The last couple weeks have been…for the lack of a better term…weird. Running has been on a hiatus. I have not been planning when and where to run, but rather when and where to stretch and which stretch will make me magically all better.
None have.
Don’t get me wrong, I am improving. I did do a little running this weekend and I have much hope that soon I will be back to pounding out the miles.
In this two weeks, I have spent a lot of time begging God to bring the strength back to my leg. But I realized today, I haven’t spent much time, if any, asking Him to be my strength. To be my source of satisfaction.
This weekend really highlighted this for me. I have been fighting against a desperate blanket of depression. Despising the fact that I could not fix it with my running and worried the lowered meds wouldn’t be feasible long-term.

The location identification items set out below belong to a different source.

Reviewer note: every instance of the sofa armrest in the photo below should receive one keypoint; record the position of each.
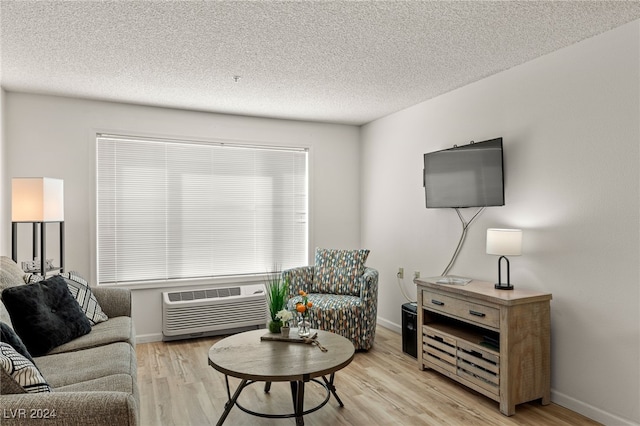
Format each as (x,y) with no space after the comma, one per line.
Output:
(69,408)
(115,302)
(299,279)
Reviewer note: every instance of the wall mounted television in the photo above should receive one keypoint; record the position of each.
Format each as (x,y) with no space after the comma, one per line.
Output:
(465,176)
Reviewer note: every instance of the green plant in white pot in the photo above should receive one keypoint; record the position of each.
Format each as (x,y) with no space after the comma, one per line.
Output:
(285,316)
(277,297)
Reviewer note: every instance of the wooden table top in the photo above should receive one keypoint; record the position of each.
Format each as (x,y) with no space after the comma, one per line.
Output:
(245,356)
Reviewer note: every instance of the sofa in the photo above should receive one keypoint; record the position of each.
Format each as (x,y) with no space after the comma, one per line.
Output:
(92,378)
(343,293)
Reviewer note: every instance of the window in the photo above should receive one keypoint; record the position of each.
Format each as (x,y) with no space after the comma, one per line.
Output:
(169,210)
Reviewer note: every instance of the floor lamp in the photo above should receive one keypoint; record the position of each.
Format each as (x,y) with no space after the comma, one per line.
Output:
(37,201)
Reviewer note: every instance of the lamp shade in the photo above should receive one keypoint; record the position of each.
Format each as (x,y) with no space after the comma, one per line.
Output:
(504,242)
(37,200)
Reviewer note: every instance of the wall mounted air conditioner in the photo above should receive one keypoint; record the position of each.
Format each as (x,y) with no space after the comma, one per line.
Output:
(208,312)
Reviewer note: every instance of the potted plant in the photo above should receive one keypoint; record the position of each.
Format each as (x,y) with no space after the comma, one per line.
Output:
(284,316)
(277,295)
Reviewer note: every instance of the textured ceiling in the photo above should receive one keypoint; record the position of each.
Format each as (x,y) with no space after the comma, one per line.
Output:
(341,62)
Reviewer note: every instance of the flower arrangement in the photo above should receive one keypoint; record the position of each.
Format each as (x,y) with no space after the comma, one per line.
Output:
(284,316)
(303,306)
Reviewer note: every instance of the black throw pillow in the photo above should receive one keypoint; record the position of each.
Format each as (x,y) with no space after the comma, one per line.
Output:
(45,314)
(9,336)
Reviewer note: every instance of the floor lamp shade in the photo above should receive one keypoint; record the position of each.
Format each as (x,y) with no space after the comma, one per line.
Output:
(37,200)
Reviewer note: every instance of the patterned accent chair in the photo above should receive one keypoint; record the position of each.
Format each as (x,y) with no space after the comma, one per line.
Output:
(344,293)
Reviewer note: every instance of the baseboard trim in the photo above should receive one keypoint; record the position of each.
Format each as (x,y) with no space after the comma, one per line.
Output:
(588,410)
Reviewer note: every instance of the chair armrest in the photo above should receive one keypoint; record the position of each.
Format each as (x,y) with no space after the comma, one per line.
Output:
(299,279)
(369,286)
(115,302)
(69,408)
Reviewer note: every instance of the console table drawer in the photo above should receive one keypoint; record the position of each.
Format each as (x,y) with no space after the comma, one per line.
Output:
(480,314)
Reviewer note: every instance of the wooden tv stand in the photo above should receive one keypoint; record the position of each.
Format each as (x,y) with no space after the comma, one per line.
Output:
(496,342)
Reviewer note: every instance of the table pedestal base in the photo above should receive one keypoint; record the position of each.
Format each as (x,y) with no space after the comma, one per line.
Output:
(297,396)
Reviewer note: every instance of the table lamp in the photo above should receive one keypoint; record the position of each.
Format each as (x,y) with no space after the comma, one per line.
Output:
(504,242)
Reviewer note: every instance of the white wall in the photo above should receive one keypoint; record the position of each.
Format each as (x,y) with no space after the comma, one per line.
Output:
(570,123)
(5,211)
(55,137)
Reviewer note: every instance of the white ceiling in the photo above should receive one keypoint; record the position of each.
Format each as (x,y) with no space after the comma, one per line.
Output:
(340,62)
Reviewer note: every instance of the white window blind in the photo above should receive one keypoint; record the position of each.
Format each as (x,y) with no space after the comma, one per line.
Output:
(177,210)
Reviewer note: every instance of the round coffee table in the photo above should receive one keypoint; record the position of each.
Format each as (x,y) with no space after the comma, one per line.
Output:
(247,357)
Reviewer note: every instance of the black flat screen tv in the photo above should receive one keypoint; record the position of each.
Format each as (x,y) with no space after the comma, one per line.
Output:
(465,176)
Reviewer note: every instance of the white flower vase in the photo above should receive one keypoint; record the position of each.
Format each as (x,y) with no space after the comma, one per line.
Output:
(285,331)
(304,327)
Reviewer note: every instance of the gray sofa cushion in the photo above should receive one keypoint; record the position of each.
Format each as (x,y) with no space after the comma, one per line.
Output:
(117,329)
(74,367)
(8,335)
(23,371)
(10,273)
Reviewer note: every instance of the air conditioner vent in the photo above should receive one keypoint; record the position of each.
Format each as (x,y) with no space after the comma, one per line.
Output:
(198,311)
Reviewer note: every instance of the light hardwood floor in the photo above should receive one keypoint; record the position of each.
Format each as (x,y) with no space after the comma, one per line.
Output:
(380,387)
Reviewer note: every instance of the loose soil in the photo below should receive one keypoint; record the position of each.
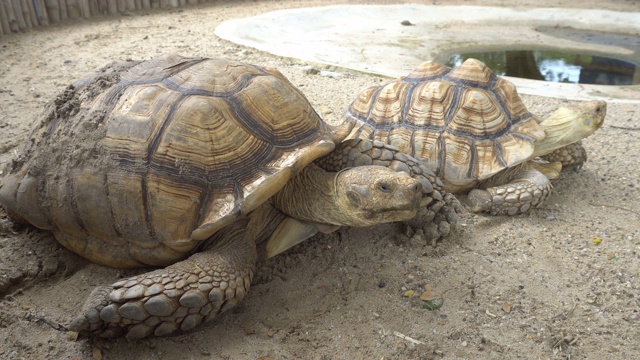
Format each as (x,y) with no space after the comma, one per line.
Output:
(559,282)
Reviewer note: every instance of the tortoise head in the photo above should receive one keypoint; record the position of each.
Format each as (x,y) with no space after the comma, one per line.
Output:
(369,195)
(568,125)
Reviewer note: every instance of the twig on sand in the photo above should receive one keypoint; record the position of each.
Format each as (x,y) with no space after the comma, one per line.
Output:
(615,207)
(405,337)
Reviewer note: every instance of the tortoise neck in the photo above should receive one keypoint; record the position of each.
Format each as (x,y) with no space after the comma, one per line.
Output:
(311,195)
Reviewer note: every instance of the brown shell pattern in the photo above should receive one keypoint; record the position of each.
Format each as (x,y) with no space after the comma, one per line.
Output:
(187,146)
(467,123)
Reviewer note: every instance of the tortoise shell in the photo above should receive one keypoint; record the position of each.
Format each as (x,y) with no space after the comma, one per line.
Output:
(139,163)
(466,123)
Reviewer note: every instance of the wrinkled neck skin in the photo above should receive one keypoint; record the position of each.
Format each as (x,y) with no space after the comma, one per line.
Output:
(568,125)
(360,196)
(311,196)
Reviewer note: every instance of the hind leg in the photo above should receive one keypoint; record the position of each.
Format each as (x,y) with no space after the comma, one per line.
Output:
(176,298)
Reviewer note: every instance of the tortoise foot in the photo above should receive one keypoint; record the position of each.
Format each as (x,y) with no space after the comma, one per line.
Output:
(176,298)
(510,199)
(572,156)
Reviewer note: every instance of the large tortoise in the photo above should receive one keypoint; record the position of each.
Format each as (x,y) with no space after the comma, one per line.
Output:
(471,128)
(200,165)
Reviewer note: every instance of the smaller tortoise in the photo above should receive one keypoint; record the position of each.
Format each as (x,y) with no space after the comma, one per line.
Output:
(470,127)
(202,166)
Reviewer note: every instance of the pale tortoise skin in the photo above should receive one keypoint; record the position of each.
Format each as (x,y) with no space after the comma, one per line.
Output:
(200,167)
(471,128)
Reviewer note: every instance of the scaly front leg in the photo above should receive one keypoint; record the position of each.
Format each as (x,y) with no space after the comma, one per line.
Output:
(571,156)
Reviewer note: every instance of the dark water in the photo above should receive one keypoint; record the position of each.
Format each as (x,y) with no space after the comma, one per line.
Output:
(556,66)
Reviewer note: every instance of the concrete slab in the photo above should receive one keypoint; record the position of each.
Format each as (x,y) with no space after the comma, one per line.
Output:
(372,39)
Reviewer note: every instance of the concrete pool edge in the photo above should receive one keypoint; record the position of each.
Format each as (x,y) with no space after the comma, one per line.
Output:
(370,38)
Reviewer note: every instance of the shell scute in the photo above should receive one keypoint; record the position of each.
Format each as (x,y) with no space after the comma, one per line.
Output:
(161,154)
(466,123)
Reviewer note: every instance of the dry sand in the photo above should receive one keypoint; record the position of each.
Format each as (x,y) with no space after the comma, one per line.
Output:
(535,286)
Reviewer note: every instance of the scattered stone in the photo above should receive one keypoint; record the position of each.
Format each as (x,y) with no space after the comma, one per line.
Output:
(310,70)
(330,74)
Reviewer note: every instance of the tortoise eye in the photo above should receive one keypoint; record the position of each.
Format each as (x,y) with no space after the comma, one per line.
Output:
(384,187)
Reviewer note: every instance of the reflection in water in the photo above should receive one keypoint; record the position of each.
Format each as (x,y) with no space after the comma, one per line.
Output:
(556,66)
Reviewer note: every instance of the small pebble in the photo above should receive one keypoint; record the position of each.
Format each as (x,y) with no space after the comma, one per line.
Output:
(330,74)
(310,70)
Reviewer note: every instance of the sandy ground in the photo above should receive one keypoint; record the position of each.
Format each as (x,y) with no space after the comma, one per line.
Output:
(535,286)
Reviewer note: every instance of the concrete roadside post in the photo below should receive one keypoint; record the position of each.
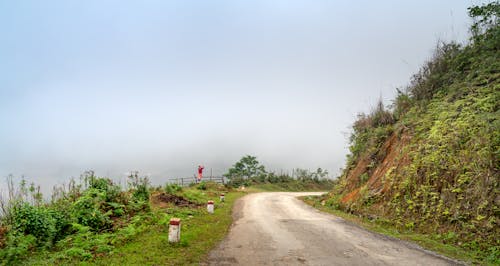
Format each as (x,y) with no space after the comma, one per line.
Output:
(210,206)
(174,230)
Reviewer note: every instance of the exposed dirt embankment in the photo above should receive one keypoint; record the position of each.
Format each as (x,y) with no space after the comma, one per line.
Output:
(392,159)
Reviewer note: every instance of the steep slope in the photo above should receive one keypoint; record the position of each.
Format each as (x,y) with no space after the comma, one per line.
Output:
(431,164)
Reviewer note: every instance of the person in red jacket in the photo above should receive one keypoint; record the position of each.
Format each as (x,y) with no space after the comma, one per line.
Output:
(200,172)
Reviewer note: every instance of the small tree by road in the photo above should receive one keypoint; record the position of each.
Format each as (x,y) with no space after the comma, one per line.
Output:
(247,168)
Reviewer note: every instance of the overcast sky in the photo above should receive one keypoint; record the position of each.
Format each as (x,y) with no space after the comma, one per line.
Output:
(162,86)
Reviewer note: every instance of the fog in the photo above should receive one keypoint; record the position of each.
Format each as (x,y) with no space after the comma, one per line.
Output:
(163,86)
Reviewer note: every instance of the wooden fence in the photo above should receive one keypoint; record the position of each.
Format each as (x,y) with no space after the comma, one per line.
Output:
(186,181)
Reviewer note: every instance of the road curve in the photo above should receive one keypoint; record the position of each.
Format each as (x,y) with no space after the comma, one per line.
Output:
(276,228)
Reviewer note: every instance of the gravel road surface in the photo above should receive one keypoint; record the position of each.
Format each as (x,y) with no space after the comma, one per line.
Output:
(276,228)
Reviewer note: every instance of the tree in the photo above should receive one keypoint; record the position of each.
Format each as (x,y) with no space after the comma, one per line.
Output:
(247,168)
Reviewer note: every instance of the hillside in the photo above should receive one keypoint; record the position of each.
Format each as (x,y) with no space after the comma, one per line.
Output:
(430,162)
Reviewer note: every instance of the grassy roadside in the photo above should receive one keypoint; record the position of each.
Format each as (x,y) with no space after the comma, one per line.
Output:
(200,232)
(422,240)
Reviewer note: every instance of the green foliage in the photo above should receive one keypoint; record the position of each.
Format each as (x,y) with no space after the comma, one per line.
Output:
(139,186)
(17,248)
(446,131)
(485,20)
(87,210)
(36,221)
(246,168)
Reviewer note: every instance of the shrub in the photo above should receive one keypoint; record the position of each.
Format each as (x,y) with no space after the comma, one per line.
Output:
(36,221)
(86,210)
(17,247)
(139,186)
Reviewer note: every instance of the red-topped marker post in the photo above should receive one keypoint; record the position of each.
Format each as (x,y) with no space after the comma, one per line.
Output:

Thankfully the Lord reminded me that much of that depression is coming because the Ibuprofen I have been taking for the leg reduces the effectiveness of my primary bipolar medication.
Yet, even today, among some amazing time with Christian friends I adore, there was an emptiness, a hollowness. I know a great deal of that is my inability to live in the moment and it is my overwhelming fear that I will screw up every single friendship I have and that maybe I don’t even actually have any friends, but that is a separate topic. Tonight, I realized where that emptiness really is coming from. I am not allowing the Lord to be my portion, I am not allowing the Lord to satisfy my desires. Just as I realized that this verse popped up, literally, on my phone.
Revelation 22:17 The Spirit and the bride say, “Come!” And let the one who hears say, “Come!” Let the one who is thirsty come; and let the one who wishes take the free gift of the water of life.
I want the water of life. I want to draw close to Jesus. I want to trust Him as I often forget to do. I want to allow Jesus to walk with me, not just keep Him from afar in a boat, there to send me a life preserver when I realize I am drowning. I want to allow Jesus to heal some of those hurts that make interacting with others so scary.
I said to a friend recently, “I don’t think anyone knows how broken I am.” And that’s true. It’s the gift and the curse of high-functioning depression. I do everything I am supposed, I look normal. I laugh and joke. Thing is, hiding how broken you are–includes hiding it from yourself and God. And, somehow, that needs to change. I don’t know how to reveal to God how broken I am and let him step into those broken places, but for once, I am going to start with acknowledging I have kept Him out–and pray it does not get worse before it gets better.
In my mind’s eye, I am envisioning a lot of struggle, but there may be nothing visible. Maybe the Lord will just open His arms and say I have been waiting your whole life for you to acknowledge the broken and that will be it. I don’t know, what I do know is I want my hunger and thirst to point me to the Lord, to point me to him.